Nggak lama, satu pelayan datang lagi—kali ini dia meletakkan secangkir kopi hitam pesanan perempuan di depan gue saat ini. Aroma kopinya sangat menyengat, gue nggak bisa bayangkan seberapa pahit rasa kopinya.

“Cara kamu mengangkat cangkir teh tadi unik juga ya,” katanya sambil tertawa singkat.

Gue nggak mau terbang karena mengetahui perempuan itu notice apa yang gue lakukan, tapi gue nggak bisa bohong kalau itu bikin hati gue sedikit melayang. Setelah kehilangan kedua teman, ini baru pertama kali gue melakukan hal yang bukan-Levi Ackerman-banget, yaitu tersenyum.

“Oh, kamu lihat ya? Saya memang selalu pegang cangkirnya begitu.”

“Tentu lihat. Saya juga tahu selama satu minggu, kamu selalu pesan teh disini.”

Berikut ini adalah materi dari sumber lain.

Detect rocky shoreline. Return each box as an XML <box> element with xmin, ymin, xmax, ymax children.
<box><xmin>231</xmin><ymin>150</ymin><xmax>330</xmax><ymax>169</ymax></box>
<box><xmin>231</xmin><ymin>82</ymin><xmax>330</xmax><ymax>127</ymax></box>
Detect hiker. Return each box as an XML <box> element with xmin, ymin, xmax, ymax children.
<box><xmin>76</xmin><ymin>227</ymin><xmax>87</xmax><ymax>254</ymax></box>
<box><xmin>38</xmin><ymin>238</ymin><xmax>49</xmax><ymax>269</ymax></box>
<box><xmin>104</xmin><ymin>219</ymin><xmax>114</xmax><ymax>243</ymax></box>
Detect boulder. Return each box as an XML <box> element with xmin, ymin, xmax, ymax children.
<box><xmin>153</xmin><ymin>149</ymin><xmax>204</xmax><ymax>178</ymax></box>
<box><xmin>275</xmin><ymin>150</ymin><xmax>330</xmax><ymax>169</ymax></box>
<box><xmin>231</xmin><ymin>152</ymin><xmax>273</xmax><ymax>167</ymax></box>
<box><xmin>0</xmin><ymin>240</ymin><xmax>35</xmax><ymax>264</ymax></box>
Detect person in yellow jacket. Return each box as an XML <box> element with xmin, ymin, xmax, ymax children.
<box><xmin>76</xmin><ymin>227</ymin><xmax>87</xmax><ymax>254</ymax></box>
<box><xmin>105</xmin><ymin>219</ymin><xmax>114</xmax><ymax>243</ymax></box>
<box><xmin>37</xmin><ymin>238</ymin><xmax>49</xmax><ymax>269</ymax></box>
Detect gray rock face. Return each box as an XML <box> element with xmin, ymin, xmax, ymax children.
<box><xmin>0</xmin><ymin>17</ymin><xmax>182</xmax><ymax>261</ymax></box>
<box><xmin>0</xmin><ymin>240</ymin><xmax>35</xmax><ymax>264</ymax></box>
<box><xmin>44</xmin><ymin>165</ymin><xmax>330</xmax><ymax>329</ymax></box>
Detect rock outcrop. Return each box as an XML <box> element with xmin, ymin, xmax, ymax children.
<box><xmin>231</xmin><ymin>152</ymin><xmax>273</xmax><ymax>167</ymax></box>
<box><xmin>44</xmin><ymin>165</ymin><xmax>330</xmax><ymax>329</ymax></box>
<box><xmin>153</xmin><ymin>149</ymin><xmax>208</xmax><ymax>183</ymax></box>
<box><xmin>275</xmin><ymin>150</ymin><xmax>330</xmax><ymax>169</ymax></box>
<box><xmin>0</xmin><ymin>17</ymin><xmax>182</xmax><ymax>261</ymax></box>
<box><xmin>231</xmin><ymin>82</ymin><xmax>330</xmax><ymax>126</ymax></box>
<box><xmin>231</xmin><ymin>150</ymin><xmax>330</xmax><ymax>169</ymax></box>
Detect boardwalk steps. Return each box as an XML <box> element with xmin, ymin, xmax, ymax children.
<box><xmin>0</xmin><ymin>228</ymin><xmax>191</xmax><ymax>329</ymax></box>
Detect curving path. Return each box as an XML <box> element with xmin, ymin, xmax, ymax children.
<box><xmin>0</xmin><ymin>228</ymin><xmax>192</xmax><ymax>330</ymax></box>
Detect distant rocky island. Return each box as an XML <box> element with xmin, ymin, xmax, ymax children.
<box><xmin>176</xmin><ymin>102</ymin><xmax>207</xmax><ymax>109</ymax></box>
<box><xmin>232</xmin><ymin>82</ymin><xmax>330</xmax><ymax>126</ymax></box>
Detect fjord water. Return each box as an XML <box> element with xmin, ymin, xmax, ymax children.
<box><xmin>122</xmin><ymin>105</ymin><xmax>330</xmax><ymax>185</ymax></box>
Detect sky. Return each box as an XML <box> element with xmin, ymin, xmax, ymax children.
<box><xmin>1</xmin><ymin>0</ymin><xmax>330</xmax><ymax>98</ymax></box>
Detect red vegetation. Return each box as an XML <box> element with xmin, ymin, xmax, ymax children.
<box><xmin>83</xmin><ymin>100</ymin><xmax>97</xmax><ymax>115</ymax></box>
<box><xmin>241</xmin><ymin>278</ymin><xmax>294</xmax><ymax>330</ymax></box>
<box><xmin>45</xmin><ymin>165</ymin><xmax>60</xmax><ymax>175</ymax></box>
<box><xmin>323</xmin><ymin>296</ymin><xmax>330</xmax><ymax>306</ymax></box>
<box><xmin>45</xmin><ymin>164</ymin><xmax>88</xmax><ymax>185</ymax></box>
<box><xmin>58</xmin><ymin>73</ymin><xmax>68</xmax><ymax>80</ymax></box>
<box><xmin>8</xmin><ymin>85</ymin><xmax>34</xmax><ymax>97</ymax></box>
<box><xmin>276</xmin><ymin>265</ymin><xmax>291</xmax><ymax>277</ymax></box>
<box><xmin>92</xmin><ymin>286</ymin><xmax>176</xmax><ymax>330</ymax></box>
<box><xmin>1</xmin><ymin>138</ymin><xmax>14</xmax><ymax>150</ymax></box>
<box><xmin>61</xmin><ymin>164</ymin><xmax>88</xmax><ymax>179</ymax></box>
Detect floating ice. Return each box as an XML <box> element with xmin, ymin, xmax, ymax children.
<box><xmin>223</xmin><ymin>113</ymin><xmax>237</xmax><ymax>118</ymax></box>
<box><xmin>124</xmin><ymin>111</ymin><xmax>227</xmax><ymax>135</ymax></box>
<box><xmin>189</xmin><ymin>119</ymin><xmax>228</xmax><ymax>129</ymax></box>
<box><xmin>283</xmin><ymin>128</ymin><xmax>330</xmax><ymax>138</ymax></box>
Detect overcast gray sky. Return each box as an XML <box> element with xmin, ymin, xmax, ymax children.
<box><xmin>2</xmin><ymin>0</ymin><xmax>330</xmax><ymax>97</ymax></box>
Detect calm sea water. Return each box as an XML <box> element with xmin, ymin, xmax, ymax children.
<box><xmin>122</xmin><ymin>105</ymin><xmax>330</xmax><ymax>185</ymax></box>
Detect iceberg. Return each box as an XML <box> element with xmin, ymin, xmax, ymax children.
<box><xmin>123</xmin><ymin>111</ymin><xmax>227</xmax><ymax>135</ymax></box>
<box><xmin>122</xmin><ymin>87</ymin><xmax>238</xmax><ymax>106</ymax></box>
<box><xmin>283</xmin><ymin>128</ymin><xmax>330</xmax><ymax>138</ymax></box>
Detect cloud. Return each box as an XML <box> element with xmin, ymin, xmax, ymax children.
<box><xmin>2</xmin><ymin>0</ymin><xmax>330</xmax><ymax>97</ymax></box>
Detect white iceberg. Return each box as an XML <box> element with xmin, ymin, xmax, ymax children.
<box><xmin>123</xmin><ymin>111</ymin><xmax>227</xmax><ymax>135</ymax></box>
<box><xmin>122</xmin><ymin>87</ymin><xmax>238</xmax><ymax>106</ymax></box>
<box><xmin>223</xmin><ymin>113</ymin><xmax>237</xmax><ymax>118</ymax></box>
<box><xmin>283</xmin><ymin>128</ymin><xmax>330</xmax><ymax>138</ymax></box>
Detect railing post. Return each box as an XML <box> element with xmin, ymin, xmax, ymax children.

“Saya kira bahkan kamu nggak tahu kalau ada orang lain yang ada di kedai ini,” berani sumpah, barusan itu gue nggak bermaksud untuk berbicara sarkas, tapi gue takut kalau perempuan ini bakal salah tangkap— ditambah dengan intonasi suara gue yang datar dan kadang bisa bikin orang lain salah paham.

Sepertinya, gue sudah terlalu kehilangan diri sendiri, sehingga sampai suara gue pun selalu terdengar nggak punya jiwa atau soulless.

Gue nggak bermaksud begitu, karena nyatanya gue selalu lihat perempuan itu sangat fokus ke apa yang sedang dia kerjakan. Jadi, tahu dia memperhatikan sampai ke apa yang gue pesan selama satu minggu tentu bikin gue nggak nyangka sama sekali.

Perempuan itu tertawa, kali ini sambil sedikit menggelengkan kepalanya, “Saya nggak se-ignorant itu kok. Maaf ya, baru sempat menyapa kamu sekarang.”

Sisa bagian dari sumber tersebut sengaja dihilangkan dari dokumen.